- If you want to create your own dataset with similar characteristics or add styles to this dataset, follow through the 10 steps bellow.
NOTE: It's recommended to iterate through steps 3-9 twice to produce better results.
- To generate metadata for running l2d model on original dataset, jump to step 8.
NOTE: You'll need youtube-dl to download youtube videos. Make sure that you can run it from the terminal. The API is updated from time to time, so if you have problems running it, try
pip install --upgrade youtube_dl
.
You will need to create a folder $TXTS_PATH
that contains one .txt file for each style you want to download, and put on each line of the .txt files the YouTube video url.
${TXTS_PATH}
|-- style1.txt
|-- style2.txt
|-- ...
To download the videos and create dataset structure run the command bellow, you need to specify the output path $DATASET_ROOT
.
python3 download_dataset.py --input_txts $TXTS_PATH/style1.txt $TXTS_PATH/style2.txt ... --output_path $DATASET_ROOT
The resulting dataset structure will be similar to this:
${DATASET_ROOT}
|-- style1
|-- I_0
|-- I_0.mp4
|-- I_1
|-- ...
|-- style2
|-- I_0
|-- I_1
|-- ...
|-- ...
To standardize all videos to standard $FPS
and $SR
, run:
python3 standardize_fps_sr.py --dataset_path $DATASET_ROOT --sample_rate $SR --fps $FPS
The default pose extractor used in the paper and in the dataset is OpenPose with the 25 joints configuration. Instructions to compile and run the demo code can be found at the OpenPose Official Repository.
You can also try this Docker Image with OpenPose and Python API support.
NOTE: We provide the script that we used in our process of creation, but you can use other configurations of OpenPose or the Python API. The only requisite is that the dataset tree is maintained.
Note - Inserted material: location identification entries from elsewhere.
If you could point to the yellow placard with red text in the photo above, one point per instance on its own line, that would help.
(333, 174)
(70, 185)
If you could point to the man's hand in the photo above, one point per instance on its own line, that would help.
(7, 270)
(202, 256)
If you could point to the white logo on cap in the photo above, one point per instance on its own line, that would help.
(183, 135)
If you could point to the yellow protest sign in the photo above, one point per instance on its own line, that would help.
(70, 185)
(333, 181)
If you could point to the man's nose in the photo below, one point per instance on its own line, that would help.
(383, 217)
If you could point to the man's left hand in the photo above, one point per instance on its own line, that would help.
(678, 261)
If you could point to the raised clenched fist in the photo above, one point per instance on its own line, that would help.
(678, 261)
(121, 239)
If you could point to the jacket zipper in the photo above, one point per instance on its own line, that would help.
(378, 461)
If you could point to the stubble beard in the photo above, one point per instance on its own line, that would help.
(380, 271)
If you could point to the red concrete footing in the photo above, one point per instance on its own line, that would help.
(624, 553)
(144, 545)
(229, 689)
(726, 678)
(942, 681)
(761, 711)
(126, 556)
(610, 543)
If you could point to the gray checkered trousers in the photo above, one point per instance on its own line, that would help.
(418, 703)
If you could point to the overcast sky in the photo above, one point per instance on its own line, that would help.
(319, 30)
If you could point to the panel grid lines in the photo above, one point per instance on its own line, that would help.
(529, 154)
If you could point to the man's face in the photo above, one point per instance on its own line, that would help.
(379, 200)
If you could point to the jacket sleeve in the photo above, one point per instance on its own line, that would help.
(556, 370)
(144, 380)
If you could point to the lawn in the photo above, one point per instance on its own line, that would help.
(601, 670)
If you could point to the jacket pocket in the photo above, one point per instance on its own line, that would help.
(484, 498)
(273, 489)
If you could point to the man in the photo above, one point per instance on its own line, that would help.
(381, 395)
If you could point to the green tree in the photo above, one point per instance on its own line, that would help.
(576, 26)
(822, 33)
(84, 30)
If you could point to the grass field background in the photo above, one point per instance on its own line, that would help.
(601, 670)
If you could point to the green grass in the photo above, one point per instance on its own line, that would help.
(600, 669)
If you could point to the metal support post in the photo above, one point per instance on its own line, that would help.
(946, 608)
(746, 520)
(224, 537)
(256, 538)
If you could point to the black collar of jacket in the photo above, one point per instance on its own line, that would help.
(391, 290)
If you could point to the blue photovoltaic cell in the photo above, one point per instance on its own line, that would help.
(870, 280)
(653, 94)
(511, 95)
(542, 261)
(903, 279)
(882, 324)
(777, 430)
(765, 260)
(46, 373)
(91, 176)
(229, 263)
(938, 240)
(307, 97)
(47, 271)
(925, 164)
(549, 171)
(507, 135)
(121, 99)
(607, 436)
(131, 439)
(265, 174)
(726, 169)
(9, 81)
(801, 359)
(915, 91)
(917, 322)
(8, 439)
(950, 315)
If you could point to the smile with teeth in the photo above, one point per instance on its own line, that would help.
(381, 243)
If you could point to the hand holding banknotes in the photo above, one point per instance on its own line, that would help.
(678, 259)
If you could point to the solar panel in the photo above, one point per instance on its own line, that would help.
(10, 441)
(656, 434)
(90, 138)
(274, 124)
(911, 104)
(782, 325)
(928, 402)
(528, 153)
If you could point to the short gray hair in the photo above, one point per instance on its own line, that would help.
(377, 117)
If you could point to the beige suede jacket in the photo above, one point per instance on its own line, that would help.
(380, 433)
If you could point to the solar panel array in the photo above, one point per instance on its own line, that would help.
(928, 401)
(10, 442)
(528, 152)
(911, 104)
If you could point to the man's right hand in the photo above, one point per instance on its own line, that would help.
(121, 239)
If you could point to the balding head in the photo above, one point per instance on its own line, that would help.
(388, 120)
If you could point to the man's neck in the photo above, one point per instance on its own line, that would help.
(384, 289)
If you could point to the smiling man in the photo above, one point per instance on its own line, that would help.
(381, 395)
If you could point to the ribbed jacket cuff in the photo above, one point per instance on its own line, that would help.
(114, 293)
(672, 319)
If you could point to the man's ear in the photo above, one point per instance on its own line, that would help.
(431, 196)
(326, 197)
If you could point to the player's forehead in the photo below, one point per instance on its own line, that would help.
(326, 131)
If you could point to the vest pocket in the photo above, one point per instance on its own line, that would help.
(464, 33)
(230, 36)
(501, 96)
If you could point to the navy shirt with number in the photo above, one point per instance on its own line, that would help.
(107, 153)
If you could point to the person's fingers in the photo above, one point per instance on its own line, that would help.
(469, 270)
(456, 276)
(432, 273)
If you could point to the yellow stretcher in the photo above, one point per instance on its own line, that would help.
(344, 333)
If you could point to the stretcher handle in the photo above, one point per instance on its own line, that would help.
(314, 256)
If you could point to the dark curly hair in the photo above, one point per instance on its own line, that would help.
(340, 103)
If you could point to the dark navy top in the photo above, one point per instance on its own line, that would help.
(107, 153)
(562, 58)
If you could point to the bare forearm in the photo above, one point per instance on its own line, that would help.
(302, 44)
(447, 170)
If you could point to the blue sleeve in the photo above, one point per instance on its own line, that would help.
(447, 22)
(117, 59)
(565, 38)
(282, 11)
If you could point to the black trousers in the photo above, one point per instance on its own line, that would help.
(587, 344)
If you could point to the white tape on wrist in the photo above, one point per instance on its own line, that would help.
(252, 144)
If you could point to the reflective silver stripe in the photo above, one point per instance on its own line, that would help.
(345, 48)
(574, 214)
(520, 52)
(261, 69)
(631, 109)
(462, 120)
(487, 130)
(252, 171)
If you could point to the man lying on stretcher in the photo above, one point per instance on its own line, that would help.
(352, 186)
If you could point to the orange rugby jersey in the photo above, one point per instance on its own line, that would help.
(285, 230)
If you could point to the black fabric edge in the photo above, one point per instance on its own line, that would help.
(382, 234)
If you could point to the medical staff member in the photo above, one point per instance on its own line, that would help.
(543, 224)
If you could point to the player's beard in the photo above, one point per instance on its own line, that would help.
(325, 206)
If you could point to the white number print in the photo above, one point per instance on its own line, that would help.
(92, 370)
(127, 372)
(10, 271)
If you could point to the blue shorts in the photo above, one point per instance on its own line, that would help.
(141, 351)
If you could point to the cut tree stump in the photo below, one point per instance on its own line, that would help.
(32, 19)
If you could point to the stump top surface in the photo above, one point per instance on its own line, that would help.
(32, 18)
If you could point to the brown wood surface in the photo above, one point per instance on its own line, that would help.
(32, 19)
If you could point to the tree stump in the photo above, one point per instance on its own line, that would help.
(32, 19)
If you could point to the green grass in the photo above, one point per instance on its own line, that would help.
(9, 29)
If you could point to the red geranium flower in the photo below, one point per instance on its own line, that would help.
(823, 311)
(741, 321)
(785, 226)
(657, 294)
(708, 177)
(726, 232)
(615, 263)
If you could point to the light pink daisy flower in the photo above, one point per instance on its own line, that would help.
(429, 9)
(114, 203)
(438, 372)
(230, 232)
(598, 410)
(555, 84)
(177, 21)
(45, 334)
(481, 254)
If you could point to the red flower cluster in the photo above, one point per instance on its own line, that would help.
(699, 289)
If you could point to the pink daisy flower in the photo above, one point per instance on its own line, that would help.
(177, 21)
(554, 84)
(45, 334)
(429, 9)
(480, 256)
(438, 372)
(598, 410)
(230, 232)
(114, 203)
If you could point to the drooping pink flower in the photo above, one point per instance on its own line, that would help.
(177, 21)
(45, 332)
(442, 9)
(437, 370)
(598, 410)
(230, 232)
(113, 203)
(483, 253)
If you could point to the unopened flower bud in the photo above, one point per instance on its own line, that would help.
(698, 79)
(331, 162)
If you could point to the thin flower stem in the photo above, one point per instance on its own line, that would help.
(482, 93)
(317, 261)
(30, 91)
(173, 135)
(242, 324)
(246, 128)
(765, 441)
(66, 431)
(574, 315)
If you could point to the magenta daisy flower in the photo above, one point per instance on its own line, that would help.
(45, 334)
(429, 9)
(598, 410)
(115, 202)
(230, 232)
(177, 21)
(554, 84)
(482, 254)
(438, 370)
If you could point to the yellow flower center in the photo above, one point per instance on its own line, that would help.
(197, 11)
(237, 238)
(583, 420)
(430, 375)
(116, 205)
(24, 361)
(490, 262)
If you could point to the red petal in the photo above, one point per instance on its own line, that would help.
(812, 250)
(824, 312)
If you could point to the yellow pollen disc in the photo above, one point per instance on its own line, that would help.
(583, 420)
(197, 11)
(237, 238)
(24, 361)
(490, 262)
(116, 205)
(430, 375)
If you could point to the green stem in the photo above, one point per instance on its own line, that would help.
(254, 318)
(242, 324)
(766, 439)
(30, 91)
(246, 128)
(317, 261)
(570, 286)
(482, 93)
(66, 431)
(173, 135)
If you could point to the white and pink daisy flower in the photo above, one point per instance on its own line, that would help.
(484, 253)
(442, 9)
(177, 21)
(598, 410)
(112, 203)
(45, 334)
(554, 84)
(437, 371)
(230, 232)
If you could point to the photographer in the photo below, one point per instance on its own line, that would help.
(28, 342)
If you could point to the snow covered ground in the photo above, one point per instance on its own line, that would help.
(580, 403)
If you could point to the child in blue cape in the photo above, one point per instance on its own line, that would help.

To use OpenPose demo and extract poses from all videos, run:
./run_openpose.sh $DATASET_ROOT
The resulting dataset tree will be:
${DATASET_ROOT}
|-- style1
|-- I_0
|-- I_0.mp4
|-- openpose
|-- json
|-- rendered_poses
|-- I_1
|-- ...
|-- style2
|-- I_0
|-- I_1
|-- ...
|-- ...
We developed our own person tracker and filter for low confidence poses. This step is needed to ensure data quality and code compatibility in the next steps.
Run:
python3 filter_openpose.py --dataset_path $DATASET_ROOT
Probably the videos will have miss detections from OpenPose, we need to filter these out.
First run render_debug.py
to visualize OpenPose skeletons and the corresponding .json file:
python3 render_debug.py --dataset_path $DATASET_ROOT
Then put an .txt file inside every video folder with the same name of the video.
Example:
${DATASET_ROOT}
|-- style1
|-- I_0
|-- I_0.mp4
|-- I_0.txt
|-- openpose
|-- json
|-- rendered_poses
|-- I_1
|-- ...
|-- style2
|-- I_0
|-- I_1
|-- ...
|-- ...
Specify on every line of each file an interval separeted by a comma. Example:
${I_0.txt}
100, 234
249, 500
python3 cut_videos.py --dataset_path $DATASET_ROOT
To extract the audio files from videos, run:
python3 extract_audios.py --dataset_path $DATASET_ROOT
python3 preprocess.py --dataset_path $DATASET_ROOT
NOTE: The pose/audio data augmentation parameters are hard-coded, if you desire to change the procedure you will need to change
data_augmentation.py
code.
To augment only pose data, run:
python3 data_augmentation.py --dataset_path $DATASET_ROOT --pose
To augment pose and audio data use the audio
flag:
python3 data_augmentation.py --dataset_path $DATASET_ROOT --pose --audio
The metadata file maps all the samples informations to the PyTorch dataloader. You can change the size of the samples, the size of stride between them and use or not augmented data by varying the metadata file.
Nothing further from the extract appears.